Renal hyperfiltration is a determinant of endothelial function responses to cyclooxygenase 2 inhibition in type 1 diabetes.

Objective: Our aim was to examine the effect of cyclooxygenase 2 (COX2) inhibition on endothelial function in subjects with type 1 diabetes analyzed on the basis of renal filtration status.

Research Design And Methods: Flow-mediated dilation (FMD) was determined in type 1 diabetic subjects and hyperfiltration (glomerular filtration rate >or=135 ml/min/1.73 m(2), n = 13) or normofiltration (glomerular filtration rate >or=135 ml/min/1.73 m(2), n = 11). Studies were performed before and after celecoxib (200 mg daily for 14 days) during euglycemia and hyperglycemia.

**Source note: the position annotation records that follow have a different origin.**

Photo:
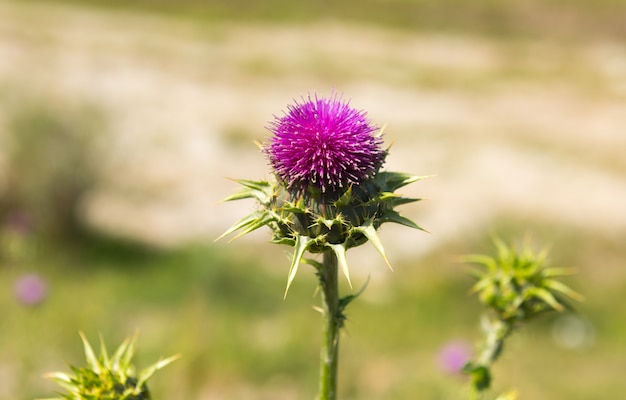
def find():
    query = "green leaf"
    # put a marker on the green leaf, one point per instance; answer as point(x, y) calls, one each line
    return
point(92, 361)
point(148, 372)
point(369, 231)
point(345, 199)
point(562, 288)
point(340, 252)
point(248, 223)
point(487, 261)
point(394, 216)
point(391, 181)
point(302, 243)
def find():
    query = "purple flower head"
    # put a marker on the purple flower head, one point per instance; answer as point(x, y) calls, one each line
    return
point(30, 289)
point(453, 356)
point(324, 144)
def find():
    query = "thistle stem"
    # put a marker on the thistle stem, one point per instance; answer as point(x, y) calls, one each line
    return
point(330, 331)
point(496, 331)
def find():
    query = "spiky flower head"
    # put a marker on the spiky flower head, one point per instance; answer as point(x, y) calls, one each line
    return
point(325, 145)
point(516, 285)
point(108, 377)
point(329, 194)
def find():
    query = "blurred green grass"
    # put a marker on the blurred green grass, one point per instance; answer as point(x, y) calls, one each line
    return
point(222, 309)
point(564, 19)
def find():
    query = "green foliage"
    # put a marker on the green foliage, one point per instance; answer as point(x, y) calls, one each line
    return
point(108, 377)
point(514, 286)
point(310, 225)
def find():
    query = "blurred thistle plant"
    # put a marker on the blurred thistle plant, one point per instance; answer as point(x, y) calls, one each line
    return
point(515, 286)
point(329, 196)
point(108, 377)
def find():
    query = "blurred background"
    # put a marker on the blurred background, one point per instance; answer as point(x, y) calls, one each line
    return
point(121, 122)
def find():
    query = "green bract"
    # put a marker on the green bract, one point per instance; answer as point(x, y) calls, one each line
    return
point(311, 223)
point(107, 378)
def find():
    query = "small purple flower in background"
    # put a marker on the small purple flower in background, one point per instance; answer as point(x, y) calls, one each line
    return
point(453, 356)
point(325, 144)
point(30, 289)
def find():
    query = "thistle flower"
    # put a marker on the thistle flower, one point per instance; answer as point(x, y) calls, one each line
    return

Results: Baseline parameters were similar in the two groups. Pretreatment, FMD was augmented in normofiltering versus hyperfiltering subjects during clamped euglycemia (10.2 +/- 5.3% vs. 5.9 +/- 2.3%, P = 0.003). COX2 inhibition suppressed FMD in normofiltering (10.2 +/- 5.3% to 5.8 +/- 3.4%, P = 0.006) versus hyperfiltering subjects (ANOVA interaction, P = 0.003).

Conclusions: Systemic hemodynamic function, including the response to COX2 inhibition, is related to filtration status in diabetic subjects and may reflect general endothelial dysfunction.